Lo primero que habría que preguntarse es cómo un individuo de modales tan groseros pudo llegar a representar al fútbol español. Quizás se deba a que, desde hace tiempo, ha triunfado en el país una suerte de populismo estilístico que desdeña las viejas convenciones de la urbanidad y que hace alarde de un aplebeyamiento de las maneras, la indumentaria y el léxico. Lo de Luis Rubiales puede ser resultado del machismo, pero también de la mala educación en el sentido más burgués de la palabra. Hay un arte de celebrar que se ha perdido completamente.
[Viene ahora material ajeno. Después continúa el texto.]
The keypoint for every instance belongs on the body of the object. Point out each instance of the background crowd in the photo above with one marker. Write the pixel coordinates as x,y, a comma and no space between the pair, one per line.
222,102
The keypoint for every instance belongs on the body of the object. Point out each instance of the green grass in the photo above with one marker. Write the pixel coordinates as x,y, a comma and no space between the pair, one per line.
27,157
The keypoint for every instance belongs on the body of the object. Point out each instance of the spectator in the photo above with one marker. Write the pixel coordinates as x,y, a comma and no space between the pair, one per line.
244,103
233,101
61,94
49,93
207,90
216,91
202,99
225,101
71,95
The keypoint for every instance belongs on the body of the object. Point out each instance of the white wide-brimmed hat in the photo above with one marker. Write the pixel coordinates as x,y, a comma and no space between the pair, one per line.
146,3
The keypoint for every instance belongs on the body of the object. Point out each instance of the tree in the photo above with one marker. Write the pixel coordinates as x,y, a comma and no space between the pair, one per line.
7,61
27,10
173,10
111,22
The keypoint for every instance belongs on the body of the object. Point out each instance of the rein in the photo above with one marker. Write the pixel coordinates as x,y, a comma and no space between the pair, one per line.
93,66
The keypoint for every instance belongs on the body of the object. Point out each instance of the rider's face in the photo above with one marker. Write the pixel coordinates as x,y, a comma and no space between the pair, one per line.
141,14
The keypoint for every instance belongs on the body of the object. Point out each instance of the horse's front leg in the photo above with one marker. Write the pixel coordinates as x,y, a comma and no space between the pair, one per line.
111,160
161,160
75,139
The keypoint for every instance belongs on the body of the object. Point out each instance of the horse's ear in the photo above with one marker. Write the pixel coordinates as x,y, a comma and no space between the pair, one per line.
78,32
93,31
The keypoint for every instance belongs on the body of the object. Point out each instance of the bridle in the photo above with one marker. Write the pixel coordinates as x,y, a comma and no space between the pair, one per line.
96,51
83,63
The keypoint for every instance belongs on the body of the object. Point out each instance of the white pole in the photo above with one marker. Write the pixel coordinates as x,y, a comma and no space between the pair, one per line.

Las liturgias del triunfo, especialmente las deportivas, hace tiempo que se han convertido en desaforadas muestras colectivas de lo chabacano. En este contexto, que un presidente de una federación termine agarrándose los genitales delante de la Reina o que besuquee a una subordinada entra dentro de lo lógico.
No seré yo el que desenfunde su pluma para defender a un arrimado al poder como Rubiales. Pero, como tantos, he sentido nauseas al ver su linchamiento en la plaza pública. Incluso, el primer medio que lanzó la fake de la dimisión de Rubiales ha llegado a difundir listas negras de los periodistas que no compartían su teología editorial. Lo peor ha sido ese hedor a sermón que lo ha ocupado todo; la actuación de los nuevos inquisidores, de los profesionales de la regañina y los profetas de la nueva masculinidad. Es indudable que el feminismo es la gran fuerza transformadora y (algunas veces) liberadora de este primer tercio del siglo XXI, pero debería tener un especial cuidado con esos femilistos/as que lo quieren convertir en un nuevo autoritarismo, en un escrutador de conciencias, en una insomne redactor de listas negras. La tentación liberticida es demasiado evidente.